In Large Pharma Deep Dive: The State of the Union Is Not Good, Max Smock, CFA, provides a comprehensive analysis of the pharmaceutical industry’s current state and outlook. Overall, the report paints a challenging picture, with significant headwinds from loss of exclusivity, the Inflation Reduction Act (IRA), and potential policy changes.

In terms of valuation and revenue, large pharma is trading at 14.0x 2025 EPS estimates, below its 20-year average forward P/E multiple, while revenue is expected to increase by 6.1% in 2025. From 2024 to 2029, revenue is projected to grow at a 5.0% compound annual rate. R&D spending increased by 9.7% in 2024 and is expected to grow by 3.6% in 2025.

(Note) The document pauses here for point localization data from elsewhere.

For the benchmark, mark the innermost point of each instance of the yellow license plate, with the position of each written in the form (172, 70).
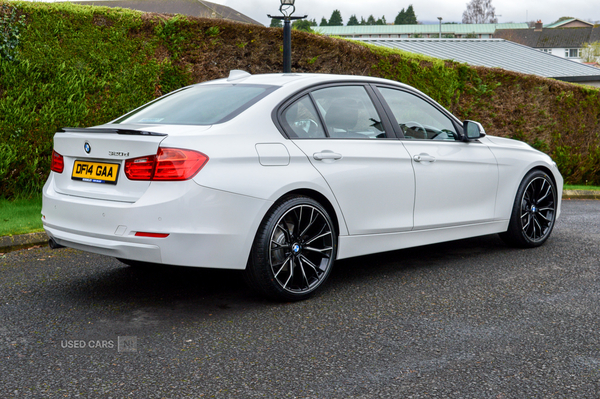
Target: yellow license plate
(95, 172)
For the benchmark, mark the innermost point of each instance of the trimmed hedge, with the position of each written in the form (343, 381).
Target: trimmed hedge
(73, 65)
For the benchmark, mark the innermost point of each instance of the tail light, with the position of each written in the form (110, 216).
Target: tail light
(169, 164)
(58, 162)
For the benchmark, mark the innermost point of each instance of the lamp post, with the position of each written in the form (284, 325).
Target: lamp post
(287, 8)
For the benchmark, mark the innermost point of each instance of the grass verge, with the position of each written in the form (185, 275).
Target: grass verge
(20, 216)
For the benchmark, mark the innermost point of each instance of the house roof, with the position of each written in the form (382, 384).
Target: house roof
(495, 53)
(551, 38)
(568, 23)
(459, 29)
(193, 8)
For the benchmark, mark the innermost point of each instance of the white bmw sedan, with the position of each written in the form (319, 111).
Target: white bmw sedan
(279, 175)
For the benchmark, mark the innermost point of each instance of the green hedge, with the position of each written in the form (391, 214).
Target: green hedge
(70, 65)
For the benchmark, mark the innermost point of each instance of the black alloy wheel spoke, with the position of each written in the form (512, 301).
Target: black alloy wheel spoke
(538, 208)
(301, 249)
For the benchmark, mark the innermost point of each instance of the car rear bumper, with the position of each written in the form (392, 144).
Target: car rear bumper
(205, 227)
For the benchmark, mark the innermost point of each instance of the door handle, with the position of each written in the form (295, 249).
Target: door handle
(323, 155)
(424, 158)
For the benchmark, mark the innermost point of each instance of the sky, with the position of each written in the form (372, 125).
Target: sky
(426, 10)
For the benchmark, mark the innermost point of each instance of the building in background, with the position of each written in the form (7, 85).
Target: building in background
(458, 31)
(555, 39)
(497, 53)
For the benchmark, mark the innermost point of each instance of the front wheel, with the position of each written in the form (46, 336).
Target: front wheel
(534, 211)
(294, 250)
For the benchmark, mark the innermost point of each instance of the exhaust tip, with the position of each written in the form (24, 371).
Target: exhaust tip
(53, 244)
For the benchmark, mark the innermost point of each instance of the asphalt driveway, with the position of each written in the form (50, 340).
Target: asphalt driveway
(468, 319)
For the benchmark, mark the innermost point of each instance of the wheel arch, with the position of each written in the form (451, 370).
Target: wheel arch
(545, 170)
(321, 199)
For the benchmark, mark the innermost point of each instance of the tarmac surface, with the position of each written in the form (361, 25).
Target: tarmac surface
(11, 243)
(465, 319)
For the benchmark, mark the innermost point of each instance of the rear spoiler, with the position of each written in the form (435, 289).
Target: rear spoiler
(109, 130)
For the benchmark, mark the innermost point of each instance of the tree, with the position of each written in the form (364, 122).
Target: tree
(381, 21)
(407, 17)
(302, 24)
(353, 21)
(400, 18)
(411, 18)
(590, 52)
(480, 12)
(336, 18)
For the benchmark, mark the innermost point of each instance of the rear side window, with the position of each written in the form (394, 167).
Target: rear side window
(199, 105)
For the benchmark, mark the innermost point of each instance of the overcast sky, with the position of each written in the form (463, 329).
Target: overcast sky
(427, 10)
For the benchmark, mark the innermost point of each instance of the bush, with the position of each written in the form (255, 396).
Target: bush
(76, 65)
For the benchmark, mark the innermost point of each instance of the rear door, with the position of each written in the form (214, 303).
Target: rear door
(345, 137)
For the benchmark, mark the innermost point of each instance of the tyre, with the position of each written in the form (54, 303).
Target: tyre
(533, 213)
(293, 251)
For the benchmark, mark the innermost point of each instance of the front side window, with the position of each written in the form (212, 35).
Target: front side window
(199, 105)
(417, 118)
(348, 112)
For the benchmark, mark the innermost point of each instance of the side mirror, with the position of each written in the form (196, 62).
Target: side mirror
(473, 130)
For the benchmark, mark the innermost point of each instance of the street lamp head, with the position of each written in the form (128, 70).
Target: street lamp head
(287, 7)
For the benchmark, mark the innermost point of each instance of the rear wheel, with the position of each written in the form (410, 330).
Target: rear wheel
(294, 250)
(534, 211)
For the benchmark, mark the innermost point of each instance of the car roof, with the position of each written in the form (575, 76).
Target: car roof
(303, 79)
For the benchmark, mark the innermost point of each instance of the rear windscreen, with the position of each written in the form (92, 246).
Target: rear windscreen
(198, 105)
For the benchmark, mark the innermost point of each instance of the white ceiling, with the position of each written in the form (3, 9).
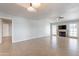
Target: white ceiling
(47, 10)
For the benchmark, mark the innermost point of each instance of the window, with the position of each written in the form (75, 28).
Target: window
(54, 30)
(73, 30)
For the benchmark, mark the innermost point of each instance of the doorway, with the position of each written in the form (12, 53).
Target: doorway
(6, 33)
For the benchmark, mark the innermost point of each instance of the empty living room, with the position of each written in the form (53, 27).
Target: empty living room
(39, 29)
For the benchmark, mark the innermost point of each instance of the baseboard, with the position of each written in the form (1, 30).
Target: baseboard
(30, 39)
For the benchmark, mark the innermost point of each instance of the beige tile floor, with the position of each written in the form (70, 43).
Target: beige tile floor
(41, 47)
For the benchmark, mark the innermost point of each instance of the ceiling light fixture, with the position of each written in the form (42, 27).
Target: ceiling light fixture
(33, 7)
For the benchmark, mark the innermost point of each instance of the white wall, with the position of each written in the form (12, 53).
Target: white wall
(0, 31)
(6, 30)
(25, 29)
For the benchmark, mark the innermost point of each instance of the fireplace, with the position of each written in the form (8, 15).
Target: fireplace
(62, 33)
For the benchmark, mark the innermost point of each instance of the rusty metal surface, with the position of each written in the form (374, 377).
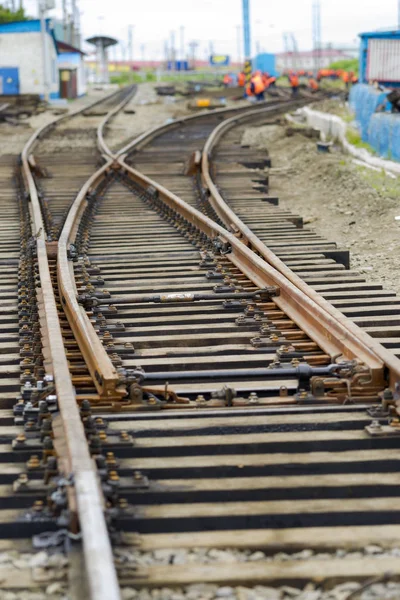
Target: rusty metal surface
(104, 375)
(332, 334)
(99, 565)
(349, 332)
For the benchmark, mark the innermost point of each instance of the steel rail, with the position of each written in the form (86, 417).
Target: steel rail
(101, 143)
(331, 334)
(100, 570)
(351, 331)
(104, 374)
(42, 130)
(156, 131)
(99, 564)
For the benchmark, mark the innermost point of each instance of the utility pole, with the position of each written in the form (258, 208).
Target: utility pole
(173, 51)
(193, 47)
(317, 34)
(65, 19)
(182, 41)
(77, 21)
(247, 39)
(45, 53)
(130, 41)
(239, 43)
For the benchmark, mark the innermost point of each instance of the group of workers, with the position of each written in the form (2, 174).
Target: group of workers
(256, 87)
(260, 82)
(348, 77)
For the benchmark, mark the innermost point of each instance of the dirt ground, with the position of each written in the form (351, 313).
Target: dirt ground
(346, 203)
(14, 137)
(150, 111)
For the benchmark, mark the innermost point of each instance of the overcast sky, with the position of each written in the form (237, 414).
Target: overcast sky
(216, 21)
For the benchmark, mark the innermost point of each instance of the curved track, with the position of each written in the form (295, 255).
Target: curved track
(198, 376)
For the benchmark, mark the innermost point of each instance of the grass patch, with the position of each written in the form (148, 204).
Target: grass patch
(135, 77)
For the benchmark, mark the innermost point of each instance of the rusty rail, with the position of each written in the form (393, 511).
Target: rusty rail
(87, 498)
(105, 376)
(331, 334)
(150, 134)
(101, 143)
(351, 333)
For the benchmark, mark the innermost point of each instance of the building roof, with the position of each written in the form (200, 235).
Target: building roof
(322, 53)
(32, 26)
(385, 34)
(63, 47)
(103, 39)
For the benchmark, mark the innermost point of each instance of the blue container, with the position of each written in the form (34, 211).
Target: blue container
(266, 63)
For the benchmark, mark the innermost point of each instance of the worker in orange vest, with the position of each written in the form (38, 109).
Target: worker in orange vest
(227, 80)
(249, 89)
(259, 86)
(241, 80)
(294, 83)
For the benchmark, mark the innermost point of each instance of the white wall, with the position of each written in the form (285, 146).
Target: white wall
(24, 51)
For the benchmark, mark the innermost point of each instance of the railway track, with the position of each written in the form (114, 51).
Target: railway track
(181, 353)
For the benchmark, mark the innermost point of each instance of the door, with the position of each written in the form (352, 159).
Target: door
(64, 83)
(9, 77)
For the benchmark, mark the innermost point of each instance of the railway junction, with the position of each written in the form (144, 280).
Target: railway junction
(199, 383)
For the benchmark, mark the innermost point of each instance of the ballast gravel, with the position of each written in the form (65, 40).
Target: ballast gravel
(344, 591)
(182, 556)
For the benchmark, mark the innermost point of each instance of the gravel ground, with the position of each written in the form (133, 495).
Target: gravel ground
(151, 111)
(134, 558)
(346, 591)
(181, 556)
(346, 203)
(48, 572)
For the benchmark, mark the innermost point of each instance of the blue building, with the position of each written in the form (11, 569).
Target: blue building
(380, 57)
(266, 63)
(72, 71)
(21, 59)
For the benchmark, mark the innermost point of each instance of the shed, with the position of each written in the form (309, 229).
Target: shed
(21, 58)
(72, 71)
(380, 57)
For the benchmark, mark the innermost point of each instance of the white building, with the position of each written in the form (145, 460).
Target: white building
(21, 59)
(72, 71)
(306, 61)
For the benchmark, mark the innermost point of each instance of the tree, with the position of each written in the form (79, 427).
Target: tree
(8, 16)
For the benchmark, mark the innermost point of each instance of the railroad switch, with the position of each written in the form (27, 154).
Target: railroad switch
(377, 429)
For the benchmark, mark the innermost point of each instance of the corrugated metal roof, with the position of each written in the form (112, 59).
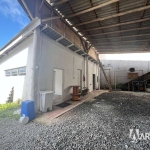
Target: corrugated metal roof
(74, 6)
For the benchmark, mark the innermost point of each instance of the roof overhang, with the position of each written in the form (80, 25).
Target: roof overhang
(27, 31)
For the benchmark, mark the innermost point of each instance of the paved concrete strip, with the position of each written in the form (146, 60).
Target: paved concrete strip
(47, 118)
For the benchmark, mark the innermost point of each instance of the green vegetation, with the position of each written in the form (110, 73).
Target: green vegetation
(7, 110)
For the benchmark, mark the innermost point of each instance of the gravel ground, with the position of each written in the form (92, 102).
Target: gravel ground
(99, 125)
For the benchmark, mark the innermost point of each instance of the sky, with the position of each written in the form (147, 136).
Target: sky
(12, 20)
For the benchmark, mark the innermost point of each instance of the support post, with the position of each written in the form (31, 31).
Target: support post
(87, 73)
(98, 76)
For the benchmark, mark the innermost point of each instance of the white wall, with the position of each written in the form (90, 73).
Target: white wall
(53, 56)
(58, 81)
(121, 69)
(16, 58)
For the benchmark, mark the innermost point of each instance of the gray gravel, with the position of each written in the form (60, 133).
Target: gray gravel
(100, 125)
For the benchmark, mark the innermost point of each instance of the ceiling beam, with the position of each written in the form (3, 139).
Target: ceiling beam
(122, 41)
(91, 9)
(142, 14)
(97, 17)
(115, 25)
(122, 45)
(116, 37)
(50, 18)
(120, 31)
(122, 49)
(59, 3)
(41, 5)
(113, 16)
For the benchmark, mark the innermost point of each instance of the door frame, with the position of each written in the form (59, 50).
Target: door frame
(62, 81)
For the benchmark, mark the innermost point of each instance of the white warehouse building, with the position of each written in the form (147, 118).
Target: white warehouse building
(43, 57)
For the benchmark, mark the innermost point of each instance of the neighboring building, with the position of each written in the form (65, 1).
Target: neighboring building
(118, 72)
(46, 60)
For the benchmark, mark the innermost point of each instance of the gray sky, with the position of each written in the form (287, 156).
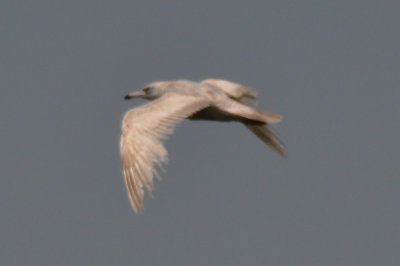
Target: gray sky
(331, 68)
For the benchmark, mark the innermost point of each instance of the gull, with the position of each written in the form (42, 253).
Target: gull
(144, 127)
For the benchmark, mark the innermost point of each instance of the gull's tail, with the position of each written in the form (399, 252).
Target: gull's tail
(269, 137)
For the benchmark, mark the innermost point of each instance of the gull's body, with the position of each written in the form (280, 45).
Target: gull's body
(144, 127)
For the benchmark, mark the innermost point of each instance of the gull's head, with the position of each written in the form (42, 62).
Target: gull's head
(150, 92)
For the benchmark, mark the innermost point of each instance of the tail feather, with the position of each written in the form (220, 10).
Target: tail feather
(269, 137)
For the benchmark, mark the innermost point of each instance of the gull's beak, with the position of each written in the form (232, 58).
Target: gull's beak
(137, 94)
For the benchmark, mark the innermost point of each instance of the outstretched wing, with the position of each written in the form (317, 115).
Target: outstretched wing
(143, 130)
(233, 90)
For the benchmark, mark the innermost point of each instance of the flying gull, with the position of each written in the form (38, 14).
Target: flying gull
(144, 127)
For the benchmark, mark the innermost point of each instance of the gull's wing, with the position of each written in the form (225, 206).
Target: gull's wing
(233, 90)
(143, 129)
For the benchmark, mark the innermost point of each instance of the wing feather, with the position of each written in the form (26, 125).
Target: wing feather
(233, 90)
(143, 130)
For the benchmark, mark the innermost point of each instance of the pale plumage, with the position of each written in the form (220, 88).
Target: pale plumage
(144, 127)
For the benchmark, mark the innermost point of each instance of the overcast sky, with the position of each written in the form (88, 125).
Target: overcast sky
(331, 68)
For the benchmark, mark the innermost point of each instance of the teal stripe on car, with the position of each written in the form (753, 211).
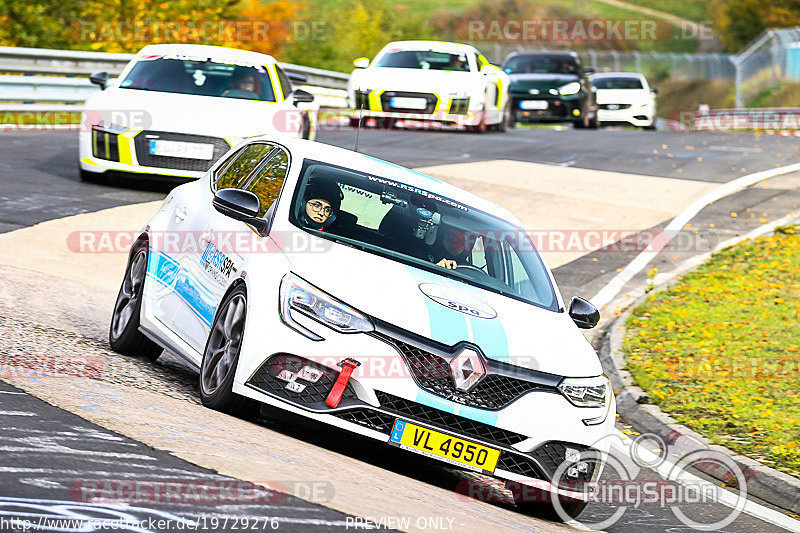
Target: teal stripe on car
(446, 326)
(479, 415)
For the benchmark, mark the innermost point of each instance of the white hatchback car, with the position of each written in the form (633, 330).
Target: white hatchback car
(625, 98)
(176, 109)
(376, 299)
(430, 81)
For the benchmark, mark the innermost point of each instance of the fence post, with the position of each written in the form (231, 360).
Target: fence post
(737, 65)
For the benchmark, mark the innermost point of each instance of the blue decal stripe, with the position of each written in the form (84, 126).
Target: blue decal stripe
(446, 326)
(165, 270)
(488, 334)
(473, 413)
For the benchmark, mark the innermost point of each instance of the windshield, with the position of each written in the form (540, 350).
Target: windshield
(617, 83)
(203, 77)
(426, 230)
(541, 65)
(424, 59)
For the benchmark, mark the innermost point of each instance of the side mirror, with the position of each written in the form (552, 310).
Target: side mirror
(99, 78)
(299, 96)
(240, 205)
(583, 313)
(296, 76)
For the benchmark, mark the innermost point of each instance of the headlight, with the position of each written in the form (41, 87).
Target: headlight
(586, 392)
(297, 295)
(570, 88)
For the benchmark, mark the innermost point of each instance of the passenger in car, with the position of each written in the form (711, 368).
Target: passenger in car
(452, 248)
(322, 200)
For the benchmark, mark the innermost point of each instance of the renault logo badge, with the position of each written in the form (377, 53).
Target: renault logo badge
(467, 368)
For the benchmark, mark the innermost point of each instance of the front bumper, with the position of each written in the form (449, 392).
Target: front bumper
(635, 116)
(554, 109)
(126, 152)
(378, 104)
(532, 427)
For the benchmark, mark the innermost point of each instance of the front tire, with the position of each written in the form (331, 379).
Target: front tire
(91, 177)
(221, 357)
(123, 333)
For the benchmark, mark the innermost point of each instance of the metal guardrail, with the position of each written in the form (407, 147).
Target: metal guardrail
(58, 79)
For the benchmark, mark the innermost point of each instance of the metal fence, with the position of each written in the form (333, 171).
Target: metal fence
(35, 79)
(772, 59)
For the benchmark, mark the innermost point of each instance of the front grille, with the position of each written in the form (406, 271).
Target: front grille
(146, 159)
(430, 99)
(362, 100)
(542, 463)
(433, 374)
(313, 395)
(105, 145)
(448, 422)
(459, 106)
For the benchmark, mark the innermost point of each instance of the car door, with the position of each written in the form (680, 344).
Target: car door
(209, 265)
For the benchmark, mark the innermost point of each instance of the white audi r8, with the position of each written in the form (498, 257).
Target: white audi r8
(379, 300)
(176, 109)
(625, 98)
(428, 81)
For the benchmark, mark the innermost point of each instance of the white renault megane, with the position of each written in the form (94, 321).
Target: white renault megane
(376, 299)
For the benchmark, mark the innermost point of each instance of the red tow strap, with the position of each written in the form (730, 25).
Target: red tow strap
(335, 396)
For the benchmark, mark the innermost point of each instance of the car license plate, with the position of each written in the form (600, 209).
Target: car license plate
(444, 447)
(406, 102)
(182, 149)
(533, 104)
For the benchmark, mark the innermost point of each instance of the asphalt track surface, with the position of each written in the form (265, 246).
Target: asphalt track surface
(38, 181)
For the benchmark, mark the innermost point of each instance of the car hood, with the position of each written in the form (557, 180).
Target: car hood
(414, 80)
(542, 82)
(622, 96)
(201, 115)
(512, 331)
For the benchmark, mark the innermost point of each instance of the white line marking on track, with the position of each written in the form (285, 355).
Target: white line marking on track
(727, 498)
(613, 287)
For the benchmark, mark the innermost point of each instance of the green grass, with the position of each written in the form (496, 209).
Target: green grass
(687, 95)
(697, 11)
(719, 350)
(785, 95)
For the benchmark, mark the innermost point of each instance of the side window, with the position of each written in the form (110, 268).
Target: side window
(236, 173)
(269, 180)
(286, 87)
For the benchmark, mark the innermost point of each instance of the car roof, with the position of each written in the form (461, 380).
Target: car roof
(439, 46)
(618, 75)
(551, 53)
(214, 52)
(384, 169)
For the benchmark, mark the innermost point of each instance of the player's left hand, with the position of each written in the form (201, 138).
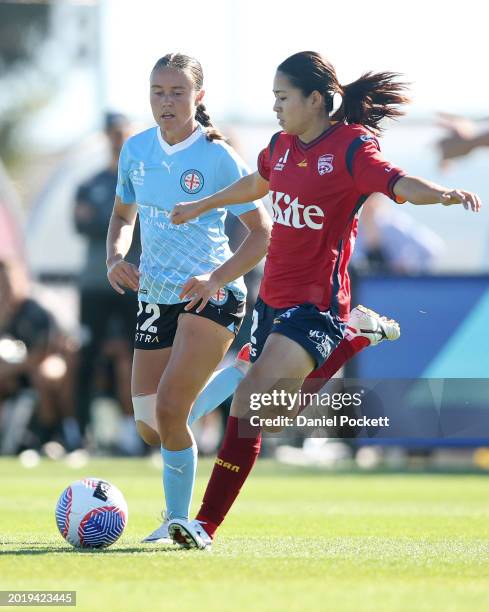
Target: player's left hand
(470, 201)
(199, 289)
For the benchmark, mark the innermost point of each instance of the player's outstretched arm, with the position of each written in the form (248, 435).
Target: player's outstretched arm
(249, 188)
(420, 191)
(119, 237)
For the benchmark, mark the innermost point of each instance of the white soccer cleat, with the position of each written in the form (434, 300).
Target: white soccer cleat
(189, 534)
(369, 324)
(242, 361)
(160, 535)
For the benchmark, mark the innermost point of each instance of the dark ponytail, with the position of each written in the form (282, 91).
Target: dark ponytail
(203, 118)
(371, 98)
(366, 101)
(193, 68)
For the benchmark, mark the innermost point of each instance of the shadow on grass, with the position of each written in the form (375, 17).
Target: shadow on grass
(46, 550)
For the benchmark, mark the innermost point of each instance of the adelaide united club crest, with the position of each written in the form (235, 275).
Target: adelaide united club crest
(325, 164)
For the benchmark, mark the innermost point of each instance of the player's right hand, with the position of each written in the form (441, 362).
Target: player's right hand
(185, 211)
(122, 274)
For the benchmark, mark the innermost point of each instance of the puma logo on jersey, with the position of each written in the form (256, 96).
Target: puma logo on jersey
(295, 214)
(280, 165)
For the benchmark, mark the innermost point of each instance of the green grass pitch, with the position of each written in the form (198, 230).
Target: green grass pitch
(296, 540)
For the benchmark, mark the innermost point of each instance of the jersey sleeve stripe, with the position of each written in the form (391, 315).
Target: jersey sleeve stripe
(392, 181)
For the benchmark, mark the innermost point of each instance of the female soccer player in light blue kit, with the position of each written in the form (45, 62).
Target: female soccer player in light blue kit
(190, 287)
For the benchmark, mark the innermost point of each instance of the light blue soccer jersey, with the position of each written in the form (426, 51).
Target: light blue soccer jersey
(156, 176)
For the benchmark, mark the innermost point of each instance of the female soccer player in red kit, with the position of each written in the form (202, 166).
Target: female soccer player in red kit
(318, 172)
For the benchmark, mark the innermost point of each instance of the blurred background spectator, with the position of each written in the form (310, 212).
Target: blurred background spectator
(36, 369)
(107, 319)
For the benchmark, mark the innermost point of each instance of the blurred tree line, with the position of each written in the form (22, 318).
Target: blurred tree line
(25, 81)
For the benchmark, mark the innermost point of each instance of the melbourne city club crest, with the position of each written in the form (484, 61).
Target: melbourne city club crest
(192, 181)
(219, 298)
(325, 164)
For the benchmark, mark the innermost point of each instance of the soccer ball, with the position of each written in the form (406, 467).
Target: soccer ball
(91, 513)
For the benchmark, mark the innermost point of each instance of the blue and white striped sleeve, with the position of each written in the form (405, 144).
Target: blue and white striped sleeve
(124, 189)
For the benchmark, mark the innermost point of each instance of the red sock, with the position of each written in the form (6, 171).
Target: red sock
(234, 462)
(345, 350)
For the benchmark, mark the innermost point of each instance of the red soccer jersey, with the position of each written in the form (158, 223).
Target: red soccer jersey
(316, 192)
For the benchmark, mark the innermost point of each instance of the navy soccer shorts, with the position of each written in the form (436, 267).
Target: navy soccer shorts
(157, 323)
(319, 333)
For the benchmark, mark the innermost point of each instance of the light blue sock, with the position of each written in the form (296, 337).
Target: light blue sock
(178, 480)
(221, 385)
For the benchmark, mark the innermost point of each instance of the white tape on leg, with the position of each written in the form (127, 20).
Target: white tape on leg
(145, 410)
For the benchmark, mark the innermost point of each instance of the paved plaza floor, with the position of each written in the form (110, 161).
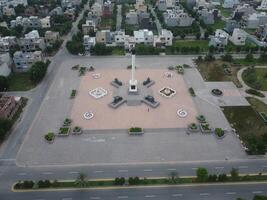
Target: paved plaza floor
(124, 117)
(118, 147)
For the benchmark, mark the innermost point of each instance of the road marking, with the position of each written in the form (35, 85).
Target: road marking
(230, 193)
(21, 174)
(47, 173)
(99, 171)
(257, 192)
(73, 172)
(171, 169)
(177, 195)
(150, 196)
(204, 194)
(219, 167)
(147, 170)
(243, 167)
(122, 197)
(123, 170)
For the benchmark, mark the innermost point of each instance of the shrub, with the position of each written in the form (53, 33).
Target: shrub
(255, 92)
(49, 136)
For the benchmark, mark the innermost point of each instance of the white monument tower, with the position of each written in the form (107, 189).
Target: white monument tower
(133, 81)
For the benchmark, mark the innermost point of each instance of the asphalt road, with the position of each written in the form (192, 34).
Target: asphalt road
(225, 192)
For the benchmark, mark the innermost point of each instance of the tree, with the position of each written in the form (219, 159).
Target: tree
(37, 71)
(234, 174)
(3, 83)
(81, 180)
(202, 174)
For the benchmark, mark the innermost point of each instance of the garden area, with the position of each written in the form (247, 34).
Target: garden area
(255, 78)
(249, 125)
(219, 70)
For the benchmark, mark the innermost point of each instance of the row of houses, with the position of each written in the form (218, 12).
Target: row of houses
(119, 38)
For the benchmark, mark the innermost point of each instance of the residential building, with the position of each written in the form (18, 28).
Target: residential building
(164, 39)
(51, 37)
(96, 9)
(88, 42)
(206, 16)
(177, 17)
(107, 9)
(88, 27)
(230, 26)
(104, 36)
(23, 61)
(132, 17)
(219, 40)
(238, 37)
(256, 19)
(45, 22)
(230, 3)
(263, 5)
(56, 11)
(144, 36)
(8, 11)
(9, 106)
(32, 42)
(7, 42)
(5, 63)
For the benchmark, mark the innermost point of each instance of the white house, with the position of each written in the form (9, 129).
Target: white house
(23, 61)
(88, 42)
(230, 3)
(164, 39)
(144, 36)
(238, 37)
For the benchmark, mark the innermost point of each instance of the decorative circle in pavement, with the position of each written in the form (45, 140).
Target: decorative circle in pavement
(168, 74)
(216, 92)
(88, 115)
(96, 75)
(181, 113)
(98, 92)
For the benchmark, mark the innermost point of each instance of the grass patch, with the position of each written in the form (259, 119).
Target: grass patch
(215, 71)
(256, 77)
(247, 121)
(20, 82)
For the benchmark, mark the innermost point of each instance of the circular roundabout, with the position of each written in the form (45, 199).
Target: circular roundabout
(88, 115)
(182, 113)
(216, 92)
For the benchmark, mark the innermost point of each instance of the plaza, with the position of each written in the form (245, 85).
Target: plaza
(105, 139)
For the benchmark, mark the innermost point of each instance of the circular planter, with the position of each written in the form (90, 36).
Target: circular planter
(216, 92)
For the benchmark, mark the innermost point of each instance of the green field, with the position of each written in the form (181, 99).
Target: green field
(260, 76)
(20, 82)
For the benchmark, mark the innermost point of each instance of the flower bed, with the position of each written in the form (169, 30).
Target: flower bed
(220, 133)
(67, 122)
(73, 94)
(64, 131)
(193, 127)
(135, 131)
(49, 137)
(205, 128)
(77, 130)
(201, 119)
(263, 116)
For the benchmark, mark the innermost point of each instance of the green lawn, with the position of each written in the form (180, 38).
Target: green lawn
(219, 24)
(261, 78)
(20, 82)
(246, 120)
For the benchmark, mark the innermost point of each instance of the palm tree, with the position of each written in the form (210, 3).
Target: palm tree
(81, 180)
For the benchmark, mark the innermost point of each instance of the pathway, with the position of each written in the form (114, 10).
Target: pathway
(245, 86)
(119, 18)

On the other hand, the product pipeline has seen a significant decrease in early-stage programs as companies focus on later-stage assets to offset headwinds from loss of exclusivity and the IRA. Loss of exclusivity is the most significant headwind, with 46 key drugs losing exclusivity between 2023 and 2029. Sales of these drugs are projected to decrease at a 16.3% compound annual rate. Meanwhile, the IRA is expected to impact revenue, with total sales of the first 10 negotiated drugs projected to decline at a 20.4% compound annual rate from 2024 to 2029.

Another area of concern is Robert F. Kennedy Jr.’s appointment as secretary of the U.S. Department of Health and Human Services, which could lead to policies negatively impacting vaccine uptake. Recent M&A history is also concerning, given that after a strong year in 2023, total deal value declined in 2024, with a significant step-down in average deal value.